What does it mean for a cumulative density function of a standardized variable to tend to a limiting value? This is main part of the problem I don't understand too well. Below is the problem I am trying to solve, and my current progress in doing so:
Problem
Let $U_1,\dots,U_n$ be independent uniform random variables on $[0,1]$, and let $U_{(n)}$ be the maximum. Find the cdf of $U_{(n)}$ and a standardized $U_{(n)}$, and show that the cdf of the standardized variable tends to a limiting value.
Solution so far
The density function of a uniform random variable on $[0,1]$ is $f(x) = 1$ and the cdf is $F(x) = x$ for $x \in [0,1]$, so for $U_{(n)}$, the density function is \begin{equation*} f_n(x) = \frac{n!}{(n-1)!(n-n)!}f(x)F^{n-1}(x)[1-F(x)]^{n-n} = nx^{n-1}, \end{equation*} and the cdf is \begin{equation*} F_n(x) = \int_0^x nt^{n-1}\;dt = x^n. \end{equation*} Let $S_n = \frac{U_{(n)} - E(U_{(n)})}{\sqrt{Var(U_{(n)})}}$ be the standardized variable of $U_{(n)}$. \begin{equation} E(U_{(n)}) = \int_0^1xnx^{n-1}\;dx = \frac{n}{n+1} \end{equation} \begin{equation} E(U_{(n)}^2) = \int_0^1x^2nx^{n-1}\;dx = \frac{n}{n+2} \end{equation} \begin{equation} Var(U_{(n)}) = E(U_{(n)}^2)- E(U_{(n)})^2 = \frac{n}{n+2}-\frac{n^2}{(n+1)^2} = \frac{n}{(n+1)^2(n+2)} \end{equation} \begin{equation} S_n = -\sqrt{n(n+2)} + \frac{(n+1)\sqrt{n+2}}{\sqrt{n}}U_{(n)} \end{equation} \begin{equation} E(S_n) = 0, \qquad Var(S_n) = 1 \end{equation}
Idea?
Should I be finding the moment generating function of $U_{(n)}$ and then use it to find the moment generating function of $S$, $M_S(t)$, then take $\lim_{n\rightarrow\infty}M_S(t)$ and see if the result matches any of the moment generating functions for the most common distributions?

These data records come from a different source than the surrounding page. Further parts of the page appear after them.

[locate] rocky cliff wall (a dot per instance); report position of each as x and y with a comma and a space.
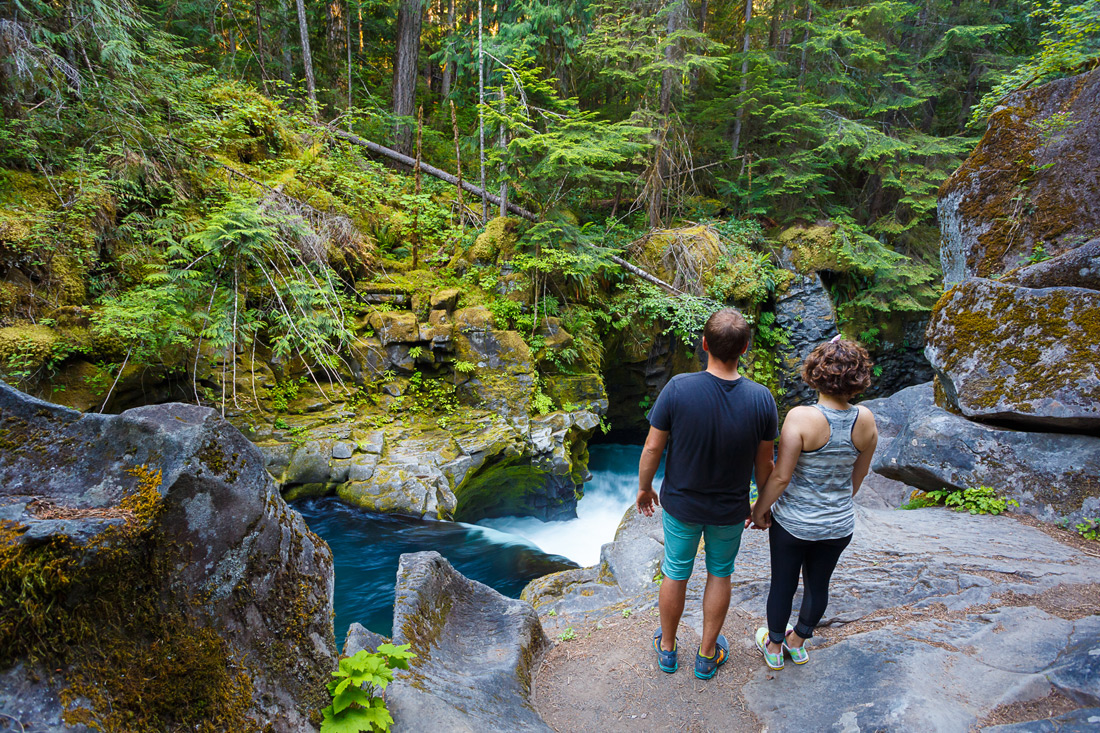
154, 579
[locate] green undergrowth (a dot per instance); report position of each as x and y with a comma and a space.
975, 500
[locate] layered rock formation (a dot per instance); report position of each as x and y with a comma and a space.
1019, 354
476, 653
1052, 474
486, 457
160, 581
1032, 182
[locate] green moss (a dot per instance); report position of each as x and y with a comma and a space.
497, 242
982, 321
131, 657
499, 488
814, 248
25, 348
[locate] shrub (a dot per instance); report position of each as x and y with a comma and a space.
976, 500
355, 708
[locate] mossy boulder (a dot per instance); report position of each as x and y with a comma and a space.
1079, 267
446, 299
497, 242
160, 581
680, 256
504, 376
473, 318
395, 327
1016, 354
813, 248
1033, 181
25, 349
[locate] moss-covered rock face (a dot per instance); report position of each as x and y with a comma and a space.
1018, 354
1033, 181
497, 242
160, 582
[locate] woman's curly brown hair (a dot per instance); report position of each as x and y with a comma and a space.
840, 369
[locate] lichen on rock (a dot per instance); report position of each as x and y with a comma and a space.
1018, 354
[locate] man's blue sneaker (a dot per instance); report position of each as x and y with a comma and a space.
706, 667
667, 660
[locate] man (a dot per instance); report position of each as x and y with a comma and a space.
718, 427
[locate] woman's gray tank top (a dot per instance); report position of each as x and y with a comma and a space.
817, 503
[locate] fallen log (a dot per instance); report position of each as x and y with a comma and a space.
443, 175
430, 170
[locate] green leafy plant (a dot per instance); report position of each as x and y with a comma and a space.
1089, 528
355, 706
975, 500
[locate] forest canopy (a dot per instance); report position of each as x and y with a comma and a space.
186, 164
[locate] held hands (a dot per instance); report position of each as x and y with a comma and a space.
647, 501
761, 517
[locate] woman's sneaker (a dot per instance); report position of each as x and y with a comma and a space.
667, 660
773, 660
799, 654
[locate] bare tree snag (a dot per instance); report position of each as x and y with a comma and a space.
515, 208
745, 80
307, 57
406, 57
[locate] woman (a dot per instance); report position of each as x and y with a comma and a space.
824, 452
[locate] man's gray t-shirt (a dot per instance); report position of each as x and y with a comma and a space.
715, 427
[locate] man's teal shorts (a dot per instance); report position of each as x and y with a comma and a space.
681, 543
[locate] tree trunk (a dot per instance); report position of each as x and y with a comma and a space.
348, 44
745, 80
777, 18
448, 62
504, 145
481, 116
805, 40
260, 44
284, 43
406, 57
458, 166
670, 77
307, 57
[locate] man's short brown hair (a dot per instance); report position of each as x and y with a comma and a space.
727, 334
839, 369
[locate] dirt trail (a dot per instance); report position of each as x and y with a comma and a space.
606, 679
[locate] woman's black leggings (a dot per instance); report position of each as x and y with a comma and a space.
815, 560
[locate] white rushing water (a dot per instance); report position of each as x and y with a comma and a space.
613, 489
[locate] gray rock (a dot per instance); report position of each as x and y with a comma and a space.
805, 310
1019, 356
1077, 670
176, 477
891, 415
986, 231
476, 653
893, 680
1052, 474
1078, 267
953, 622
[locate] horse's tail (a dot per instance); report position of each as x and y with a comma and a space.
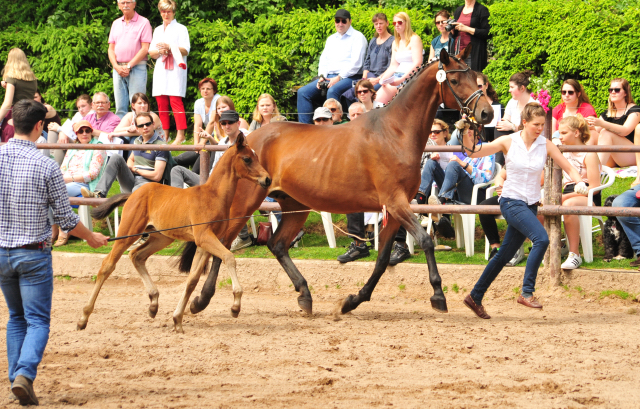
186, 259
105, 209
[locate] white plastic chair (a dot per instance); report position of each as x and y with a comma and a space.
465, 224
607, 178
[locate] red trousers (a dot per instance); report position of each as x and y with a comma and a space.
178, 111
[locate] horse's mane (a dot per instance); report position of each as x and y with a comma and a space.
414, 74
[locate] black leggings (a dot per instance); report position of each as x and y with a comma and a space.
488, 222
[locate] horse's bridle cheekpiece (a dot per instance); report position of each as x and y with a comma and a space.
441, 77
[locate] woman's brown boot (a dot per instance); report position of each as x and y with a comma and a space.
63, 238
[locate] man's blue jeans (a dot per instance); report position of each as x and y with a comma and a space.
310, 92
26, 278
431, 172
522, 224
124, 88
631, 225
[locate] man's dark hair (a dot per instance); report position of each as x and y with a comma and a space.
26, 114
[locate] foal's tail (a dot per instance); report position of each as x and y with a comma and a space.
186, 258
105, 209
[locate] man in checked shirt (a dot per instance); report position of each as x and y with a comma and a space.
30, 185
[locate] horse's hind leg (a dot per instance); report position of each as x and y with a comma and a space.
197, 267
279, 245
208, 289
408, 220
107, 267
139, 256
386, 243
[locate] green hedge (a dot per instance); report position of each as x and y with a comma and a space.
592, 41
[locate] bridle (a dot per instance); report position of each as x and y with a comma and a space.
464, 105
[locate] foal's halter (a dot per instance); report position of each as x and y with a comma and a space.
464, 105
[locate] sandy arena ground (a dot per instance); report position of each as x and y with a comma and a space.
580, 351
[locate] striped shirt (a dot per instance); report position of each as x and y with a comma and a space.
30, 185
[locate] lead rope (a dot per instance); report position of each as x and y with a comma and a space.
384, 224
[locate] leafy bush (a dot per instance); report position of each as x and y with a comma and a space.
592, 42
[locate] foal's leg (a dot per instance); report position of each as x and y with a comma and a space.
139, 256
209, 242
197, 267
208, 289
107, 267
408, 220
385, 239
279, 245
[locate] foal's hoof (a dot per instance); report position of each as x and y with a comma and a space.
306, 304
348, 305
439, 303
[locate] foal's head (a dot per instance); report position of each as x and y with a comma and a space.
246, 163
463, 81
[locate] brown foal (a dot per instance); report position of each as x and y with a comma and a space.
356, 167
156, 207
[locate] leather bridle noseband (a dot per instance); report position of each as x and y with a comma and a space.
464, 105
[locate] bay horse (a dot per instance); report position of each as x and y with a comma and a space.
360, 166
157, 207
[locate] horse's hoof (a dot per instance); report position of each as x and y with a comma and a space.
347, 304
439, 303
194, 307
306, 304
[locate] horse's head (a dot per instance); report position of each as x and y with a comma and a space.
247, 165
459, 88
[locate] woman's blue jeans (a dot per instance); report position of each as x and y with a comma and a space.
431, 172
26, 278
523, 224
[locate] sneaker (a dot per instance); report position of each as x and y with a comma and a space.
91, 195
143, 239
517, 258
23, 389
400, 254
354, 252
573, 261
443, 226
239, 243
433, 201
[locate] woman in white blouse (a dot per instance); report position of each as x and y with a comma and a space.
170, 47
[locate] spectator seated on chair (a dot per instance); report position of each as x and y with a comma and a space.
378, 55
336, 111
574, 130
230, 122
459, 178
340, 64
80, 169
142, 166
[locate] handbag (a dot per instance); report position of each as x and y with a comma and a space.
265, 231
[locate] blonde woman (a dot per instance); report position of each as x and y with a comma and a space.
214, 132
406, 55
19, 82
266, 111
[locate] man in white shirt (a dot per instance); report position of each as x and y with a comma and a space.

Let $\mu_n$ be the mean of $S_n$, and $\sigma_n$ its standard deviation. Then $\Pr(S_n \le s)=\Pr(U_{(n)}\le \sigma_n s+\mu_n)$. This is $(\sigma_n s+\mu_n)^n$. Now we calculate. A little manipulation shows that $$(\sigma_n s+\mu_n)^n=\left(\frac{n}{n+1}\right)^n \left(1+\frac{s}{\sqrt{n}\sqrt{n+2}}\right)^n.$$ The term $\sqrt{n}\sqrt{n+2}$ behaves essentially like $n$, more precisely like $n+1$, but it doesn't matter. The limit is $e^{-1}e^s$.
Added: Please note the comment by Stephen Herschkorn that the limit of the cdf is given by the above expression only for a certain range of values of $s$, since $\Pr(U_{(n)}\le \sigma_n s+\mu_n)=(\sigma_n s+\mu_n)^n$ only when $0\le \sigma_n s+\mu_n\le 1$.